Sarebbe stato come se un soprano stonasse l’acuto finale di una grande opera. Nella
saletta attigua allo stanzone di lavoro, adibita all’origine a spogliatoio e
doccia per il personale, avevo allestito una specie di guardaroba dell’Eden.
Sono panni e monili che i parenti, a volte, regalano per gratitudine a noi
inservienti, affinché li possiamo utilizzare un’altra volta in caso di bisogno:
è un modo insolito e delicato per ricordare il loro caro. Questi vestiti,
appartenuti a generazioni diverse, davano alla morgue l’aspetto decoroso e gentile di una cappella ex – voto. Lasciai
un attimo sola Grazia ed entrai nel mio piccolo santuario. La memoria era già
corsa a un abitino da Cresima appartenuto alla nipotina di una deceduta. Non
ricordavo la taglia, ma non sarebbe certo stato difficile adattarlo alla figura
irrealmente sottile di Grazia, sulla quale l’età ormai pubere, trovando come
predecessore e antagonista la devastazione del male, era passata senza chiasso,
lasciando dietro di sé il rigoglio discreto di certe rose nane di serra.
Mi
sfilai gli orecchini d’argento. Me li aveva lasciati mia madre: avevano una
montatura alquanto appariscente, di quelle antichizzate e un po’ barocche che
sembrano mimare un rosone, ma non erano di dimensioni eccessive, neppure se
pensati su di un volto ben più esile del mio. Al centro, incastonati nelle
spire del rosone, riposavano due piccoli turchesi tondi. Sotto quelle palpebre,
chiare e sottili come la prima pelle di un neonato, gli occhi di Grazia non
potevano che essere stati azzurri. Due pietre di colore simile sarebbero state
gli interpreti discreti di quello sguardo: come quando una mamma, all’uscita di
scuola, intuendo la stanchezza e il malumore del proprio bambino, non gli pone
più domande e per tranquillizzarlo incomincia ad imitarne accenti ed
inflessioni, a parlare al posto suo. Scelsi
infine una bandana azzurra, blu e bianca, con disegni vagamente etnici.

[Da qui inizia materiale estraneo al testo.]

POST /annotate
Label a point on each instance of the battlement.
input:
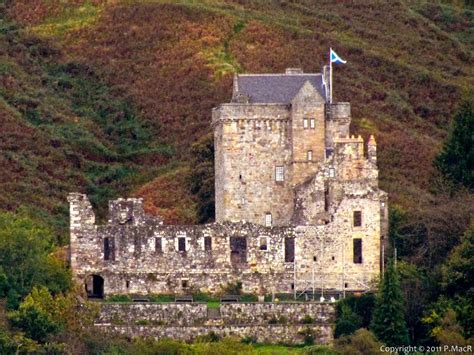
(338, 110)
(126, 211)
(250, 112)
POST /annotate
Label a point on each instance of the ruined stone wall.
(138, 264)
(264, 322)
(250, 142)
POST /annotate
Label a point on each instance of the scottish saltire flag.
(335, 58)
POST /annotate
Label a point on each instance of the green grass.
(70, 19)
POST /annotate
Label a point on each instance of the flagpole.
(330, 76)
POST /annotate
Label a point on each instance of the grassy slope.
(408, 66)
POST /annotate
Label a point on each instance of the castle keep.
(297, 206)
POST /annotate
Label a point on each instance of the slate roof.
(276, 88)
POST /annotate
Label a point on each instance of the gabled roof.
(275, 88)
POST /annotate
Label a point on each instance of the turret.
(372, 149)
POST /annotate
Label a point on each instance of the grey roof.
(276, 88)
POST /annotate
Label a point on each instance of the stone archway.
(94, 285)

Realizzava un singolare contrasto con l’abito da cerimonia, che da solo, su una
deceduta preadolescente, avrebbe facilmente rischiato di riprodurre la retorica
stucchevole del vestito da sposa, con l’annesso, macabro simbolismo del bacio
della morte. Mentre la sistemavo dietro le orecchie, meravigliata di quanto avessi
fatto in fretta a condurre il lavoro, qualcosa mi colse impreparata. C’era, in
prossimità del foro occipitale, un ciuffo di capelli risparmiato dalla
chemioterapia, lungo fino alle scapole e biondissimo, che non avevo notato
subito per via della luce del neon. Sembrava cresciuto in quelle ultime ore,
tanto era delicato e luminoso: sembrava uno di quei ciuffi di cereali selvatici
che a volte s’incontrano nelle zone semidesertiche. Li distingui dai cespugli
d’erba arida non per il colore, ma per la morbidezza di piuma che le minuscole
cariossidi, anche osservate da lontano, vantano rispetto all’invidiosa fame che
le assedia.
Portavo
con me il portaritratti apribile d’oro intarsiato, altra eredità di mia madre,
che avevo già deciso di regalare a mia nipote Martina per la sua prossima
Comunione. Ci aggiungerò qualcos’altro, mi dicevo sempre, ma non riuscivo mai a
scegliere un monile che non fosse troppo distante dal mondo di una piccola
donna tanto diversa da me. Quella
notte, un’ora prima di smontare dal mio turno di notte, mentre la fetta di
nebbia marzolina intravista dal finestrone del seminterrato mi avvertiva che
l’alba non era più così lontana, decisi il dono aggiuntivo da mettere nella
custodia cava del portaritratti. L’aprii e vi sistemai l’esile ciuffo di
capelli, dopo averli annodati con due fili di cotone, perché nulla andasse
smarrito. A
mia nipote avrei detto di conservarli con cura, perché erano capelli d’angelo:
sin dalla nascita ognuno ha il proprio custode, che cambia continuamente
insieme con il suo padrone. Certamente Martina non ha creduto alla mia storia,
ma io non volevo che ci credesse: volevo soltanto provare ad offrirle, con il
mio dono, l’ultima fiaba vera. Non so dove sia finito l’angelo di Grazia, o i guardiani
di tutti i bambini che non sono diventati adulti. Ma forse questa fiaba servirà
a far capire a una donna di domani che anche gli angeli, se davvero ci seguono
come la nostra ombra migliore, devono essere capaci di morire.